Note that the grammar for this format is LL(1) and it can therefore be consumed top-down using nothing more than a few clearly named functions that call one another.
The potential of text formats
In light of these results, I gave my original text OSM format a quick makeover and performed some similar tests. Here’s an example of this basic line/field based format:
W 26201468 name=Larch Mountain Trail 441;highway=footway;sac_scale=yes
N 491901232 45.575881 -122.113032
N 1540261796 45.575889 -122.112751
W 35567365 oneway=yes;highway=service;service=driveway
N 416781319 45.578931 -122.116013
N 416781320 45.578946 -122.116195
N 806988988 45.579015 -122.117271
N 806989064 45.579041 -122.117595 highway=crossing
N 697817499 45.579072 -122.118158
N 697817504 45.579103 -122.119243
Each line represents an OSM entity. The first field gives the element type (W=way, N=node, R=relation). Node lines have the fields [N nodeID lat lon tags] and way lines have the fields [W wayID tags]. Each way is followed by an ordered list of the nodes that make it up. The full details of each node are included inline in this list. This text is piped through gzip to compress out repetitive tokens and number fragments. To avoid redundancy, once a node has appeared in the stream it could subsequently be referenced by ID alone. However this optimization has only a minor effect on file size that is not really worth the increase in fragility and complexity.
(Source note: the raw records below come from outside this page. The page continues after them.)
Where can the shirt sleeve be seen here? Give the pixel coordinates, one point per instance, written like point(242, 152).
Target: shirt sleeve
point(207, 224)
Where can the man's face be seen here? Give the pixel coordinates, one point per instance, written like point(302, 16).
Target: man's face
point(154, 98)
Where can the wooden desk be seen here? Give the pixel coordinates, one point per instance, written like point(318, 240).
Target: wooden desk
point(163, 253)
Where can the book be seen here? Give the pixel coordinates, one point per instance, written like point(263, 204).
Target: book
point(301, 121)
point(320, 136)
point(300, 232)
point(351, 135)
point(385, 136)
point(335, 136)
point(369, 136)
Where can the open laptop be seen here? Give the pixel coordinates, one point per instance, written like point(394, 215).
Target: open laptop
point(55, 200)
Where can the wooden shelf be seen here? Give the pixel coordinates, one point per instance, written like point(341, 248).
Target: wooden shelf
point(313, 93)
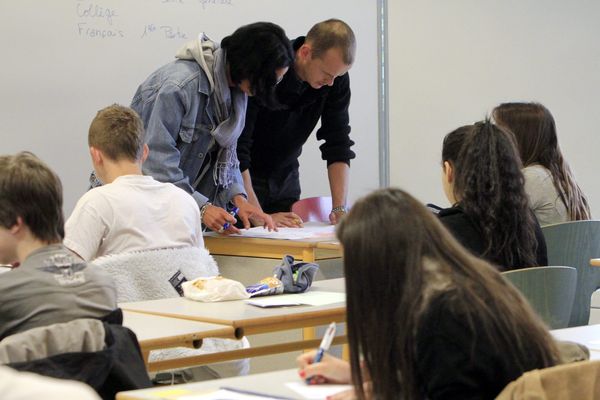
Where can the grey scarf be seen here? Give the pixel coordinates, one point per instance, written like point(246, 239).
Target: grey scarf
point(229, 104)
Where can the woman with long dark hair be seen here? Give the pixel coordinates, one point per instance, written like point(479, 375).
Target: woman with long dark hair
point(425, 318)
point(553, 193)
point(490, 214)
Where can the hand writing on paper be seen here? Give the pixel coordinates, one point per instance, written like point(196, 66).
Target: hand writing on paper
point(330, 370)
point(287, 219)
point(248, 211)
point(216, 217)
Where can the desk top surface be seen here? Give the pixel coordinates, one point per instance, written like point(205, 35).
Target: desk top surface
point(271, 383)
point(148, 327)
point(238, 313)
point(588, 335)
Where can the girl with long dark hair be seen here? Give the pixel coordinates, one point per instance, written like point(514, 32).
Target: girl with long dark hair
point(426, 319)
point(490, 214)
point(553, 193)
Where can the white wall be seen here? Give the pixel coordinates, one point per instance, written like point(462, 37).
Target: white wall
point(56, 71)
point(451, 62)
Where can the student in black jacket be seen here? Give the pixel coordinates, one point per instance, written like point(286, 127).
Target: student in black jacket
point(491, 216)
point(425, 318)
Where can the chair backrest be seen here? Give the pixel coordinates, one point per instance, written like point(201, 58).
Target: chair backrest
point(313, 208)
point(549, 290)
point(573, 381)
point(574, 244)
point(147, 275)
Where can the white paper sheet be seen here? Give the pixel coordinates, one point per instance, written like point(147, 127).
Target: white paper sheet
point(312, 298)
point(316, 391)
point(310, 230)
point(224, 394)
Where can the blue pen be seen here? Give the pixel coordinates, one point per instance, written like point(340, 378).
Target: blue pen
point(324, 346)
point(232, 212)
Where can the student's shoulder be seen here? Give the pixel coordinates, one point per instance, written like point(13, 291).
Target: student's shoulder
point(536, 172)
point(453, 216)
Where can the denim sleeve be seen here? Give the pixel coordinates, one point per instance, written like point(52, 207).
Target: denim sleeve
point(163, 127)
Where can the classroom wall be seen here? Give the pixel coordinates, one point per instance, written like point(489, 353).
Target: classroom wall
point(64, 60)
point(451, 62)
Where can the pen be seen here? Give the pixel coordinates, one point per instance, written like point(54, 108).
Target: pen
point(233, 211)
point(324, 346)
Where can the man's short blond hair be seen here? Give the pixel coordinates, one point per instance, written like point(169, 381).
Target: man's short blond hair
point(332, 34)
point(118, 132)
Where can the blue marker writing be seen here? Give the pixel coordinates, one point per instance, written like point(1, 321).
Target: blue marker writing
point(325, 344)
point(232, 212)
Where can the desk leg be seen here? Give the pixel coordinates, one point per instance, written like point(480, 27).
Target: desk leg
point(345, 347)
point(146, 357)
point(308, 255)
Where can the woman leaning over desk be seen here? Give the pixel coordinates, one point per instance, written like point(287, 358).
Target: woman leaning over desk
point(426, 319)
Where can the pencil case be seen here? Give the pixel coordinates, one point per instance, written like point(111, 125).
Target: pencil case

In experiments, this format is about 40–50 percent bigger than eqivalent PBF, but still 18% smaller than bzipped XML (and keep in mind that it is using faster zlib compression). The code to write and consume it is obviously simpler than that for PBF and XML, but the VEX binary format remains clearly superior for most purposes given its compactness, lack of string/numeric conversions, and only marginally higher code complexity.
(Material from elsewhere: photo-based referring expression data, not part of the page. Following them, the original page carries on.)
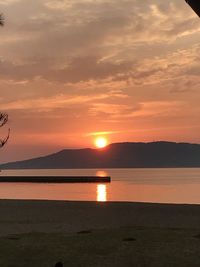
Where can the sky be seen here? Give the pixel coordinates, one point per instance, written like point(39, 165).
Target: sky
point(71, 70)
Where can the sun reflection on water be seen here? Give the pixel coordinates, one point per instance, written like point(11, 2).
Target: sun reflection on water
point(101, 193)
point(101, 173)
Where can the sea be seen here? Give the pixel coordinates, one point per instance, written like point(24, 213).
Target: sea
point(180, 185)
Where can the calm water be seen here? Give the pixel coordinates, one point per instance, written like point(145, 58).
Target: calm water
point(143, 185)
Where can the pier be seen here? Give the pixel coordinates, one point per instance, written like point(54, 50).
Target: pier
point(55, 179)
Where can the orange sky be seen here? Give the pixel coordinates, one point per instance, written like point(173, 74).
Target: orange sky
point(70, 69)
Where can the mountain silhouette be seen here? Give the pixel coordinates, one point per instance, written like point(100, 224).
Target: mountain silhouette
point(118, 155)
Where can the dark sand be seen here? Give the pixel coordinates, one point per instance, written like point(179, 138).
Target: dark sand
point(89, 234)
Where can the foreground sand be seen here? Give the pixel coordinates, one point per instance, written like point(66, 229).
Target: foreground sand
point(39, 233)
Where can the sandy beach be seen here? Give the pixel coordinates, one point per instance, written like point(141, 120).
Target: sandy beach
point(39, 233)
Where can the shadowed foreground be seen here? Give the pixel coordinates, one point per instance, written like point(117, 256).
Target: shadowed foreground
point(41, 233)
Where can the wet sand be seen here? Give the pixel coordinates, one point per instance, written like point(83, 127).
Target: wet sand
point(21, 216)
point(90, 234)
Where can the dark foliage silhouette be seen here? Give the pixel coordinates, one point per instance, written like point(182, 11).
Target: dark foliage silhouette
point(1, 20)
point(59, 264)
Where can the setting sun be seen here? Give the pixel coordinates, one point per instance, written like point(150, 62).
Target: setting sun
point(101, 142)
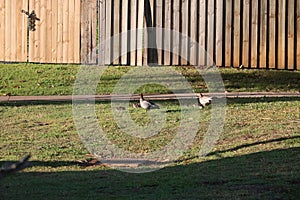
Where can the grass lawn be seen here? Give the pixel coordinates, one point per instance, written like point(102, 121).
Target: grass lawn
point(256, 157)
point(35, 79)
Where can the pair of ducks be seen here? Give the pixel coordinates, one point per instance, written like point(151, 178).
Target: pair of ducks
point(202, 101)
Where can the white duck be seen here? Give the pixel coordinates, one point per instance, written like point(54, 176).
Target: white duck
point(204, 100)
point(147, 104)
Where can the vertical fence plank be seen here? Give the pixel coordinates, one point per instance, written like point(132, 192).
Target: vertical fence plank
point(66, 36)
point(210, 33)
point(71, 31)
point(219, 32)
point(246, 33)
point(102, 31)
point(54, 25)
point(236, 33)
point(272, 35)
point(59, 44)
point(116, 31)
point(202, 32)
point(290, 35)
point(77, 31)
point(31, 35)
point(149, 36)
point(185, 32)
point(124, 41)
point(176, 28)
point(228, 32)
point(13, 30)
point(281, 33)
point(298, 36)
point(2, 30)
point(42, 9)
point(159, 25)
point(254, 34)
point(22, 31)
point(108, 33)
point(140, 36)
point(133, 36)
point(194, 34)
point(167, 36)
point(7, 30)
point(263, 34)
point(88, 31)
point(36, 42)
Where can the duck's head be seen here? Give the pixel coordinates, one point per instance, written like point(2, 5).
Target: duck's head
point(141, 95)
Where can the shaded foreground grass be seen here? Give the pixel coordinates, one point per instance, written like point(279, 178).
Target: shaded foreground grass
point(35, 79)
point(257, 155)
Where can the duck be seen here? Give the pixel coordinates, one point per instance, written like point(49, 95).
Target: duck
point(147, 104)
point(136, 105)
point(204, 100)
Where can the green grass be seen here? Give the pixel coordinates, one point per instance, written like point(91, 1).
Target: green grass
point(36, 79)
point(256, 157)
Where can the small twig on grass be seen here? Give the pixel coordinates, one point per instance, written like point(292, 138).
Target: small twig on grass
point(15, 167)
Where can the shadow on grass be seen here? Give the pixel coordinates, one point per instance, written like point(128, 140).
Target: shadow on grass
point(261, 80)
point(229, 101)
point(264, 175)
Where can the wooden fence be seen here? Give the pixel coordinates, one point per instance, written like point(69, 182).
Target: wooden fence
point(61, 35)
point(253, 33)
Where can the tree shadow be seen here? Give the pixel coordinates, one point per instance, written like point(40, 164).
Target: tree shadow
point(264, 175)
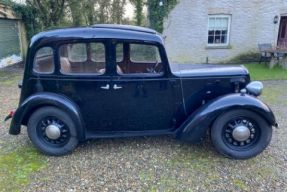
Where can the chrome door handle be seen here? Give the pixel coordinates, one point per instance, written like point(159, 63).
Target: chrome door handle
point(106, 87)
point(117, 87)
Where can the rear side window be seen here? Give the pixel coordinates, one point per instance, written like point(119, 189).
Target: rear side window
point(141, 53)
point(44, 61)
point(84, 58)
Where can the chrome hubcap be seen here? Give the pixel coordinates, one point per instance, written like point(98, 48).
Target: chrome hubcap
point(53, 132)
point(241, 133)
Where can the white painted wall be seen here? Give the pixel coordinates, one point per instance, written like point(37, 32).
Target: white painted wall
point(185, 29)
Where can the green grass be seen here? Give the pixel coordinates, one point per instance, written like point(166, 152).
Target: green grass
point(262, 72)
point(17, 166)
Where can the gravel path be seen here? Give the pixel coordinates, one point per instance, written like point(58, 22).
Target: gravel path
point(152, 163)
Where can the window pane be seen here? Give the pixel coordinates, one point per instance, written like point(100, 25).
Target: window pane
point(44, 60)
point(120, 52)
point(217, 39)
point(211, 39)
point(224, 23)
point(217, 32)
point(211, 23)
point(217, 23)
point(144, 53)
point(98, 52)
point(77, 52)
point(83, 58)
point(211, 32)
point(218, 29)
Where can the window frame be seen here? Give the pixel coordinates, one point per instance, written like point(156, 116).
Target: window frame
point(53, 59)
point(228, 30)
point(141, 75)
point(84, 42)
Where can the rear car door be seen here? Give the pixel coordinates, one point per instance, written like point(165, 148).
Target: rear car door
point(144, 95)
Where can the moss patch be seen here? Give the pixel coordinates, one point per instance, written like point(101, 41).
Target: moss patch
point(17, 166)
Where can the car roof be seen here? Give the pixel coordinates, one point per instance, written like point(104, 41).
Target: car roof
point(99, 31)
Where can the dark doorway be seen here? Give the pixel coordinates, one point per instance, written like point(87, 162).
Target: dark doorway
point(282, 37)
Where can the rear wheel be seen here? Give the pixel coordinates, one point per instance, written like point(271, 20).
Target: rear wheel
point(52, 131)
point(240, 134)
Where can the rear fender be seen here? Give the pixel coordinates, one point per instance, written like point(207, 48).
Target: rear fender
point(38, 100)
point(195, 127)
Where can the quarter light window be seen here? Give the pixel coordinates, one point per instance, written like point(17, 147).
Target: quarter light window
point(44, 61)
point(83, 58)
point(218, 30)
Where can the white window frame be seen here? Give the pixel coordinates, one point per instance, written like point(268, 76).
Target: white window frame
point(228, 30)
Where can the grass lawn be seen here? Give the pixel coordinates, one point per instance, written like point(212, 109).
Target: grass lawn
point(262, 72)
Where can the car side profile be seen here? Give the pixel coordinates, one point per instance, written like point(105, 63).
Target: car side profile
point(108, 81)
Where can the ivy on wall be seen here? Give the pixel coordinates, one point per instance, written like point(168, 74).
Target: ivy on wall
point(158, 10)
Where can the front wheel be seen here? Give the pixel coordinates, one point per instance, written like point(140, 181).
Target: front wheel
point(240, 134)
point(52, 131)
EDIT: The text format described here is reminiscent of the OPL format. However, OPL considers each line in isolation. An important characteristic of the format described above is in-lining a full representation of each referenced entity (nodes) after their parent entities (ways).
Comparisons with O5M
In the charts above the VEX format is also compared to the O5M format which has some similar goals. While O5M possesses a flat binary structure, like PBF it still requires consumers and producers to manage string tables. While the string tables in PBF are merely redundant due to the optional zlib compression usually applied on top of them, O5M uses string tables specifically to avoid relying on general purpose compression. The tables are of a fixed size with a least-recently-used eviction strategy, making them more complex to implement and prone to backfiring on certain input. I question the effectiveness of this design decision considering that zlib compression is quite resource efficient, can operate on streams, and is available practically everywhere. Use of general purpose compression seems particularly justified in light of the above test results: O5M is actually larger than a basic text dump piped through zlib, and gzipped O5M (in which string table construction is redundant) is larger than both PBF and VEX. In one case (the state of Oregon) the O5M output was actually 12% larger than bzipped XML.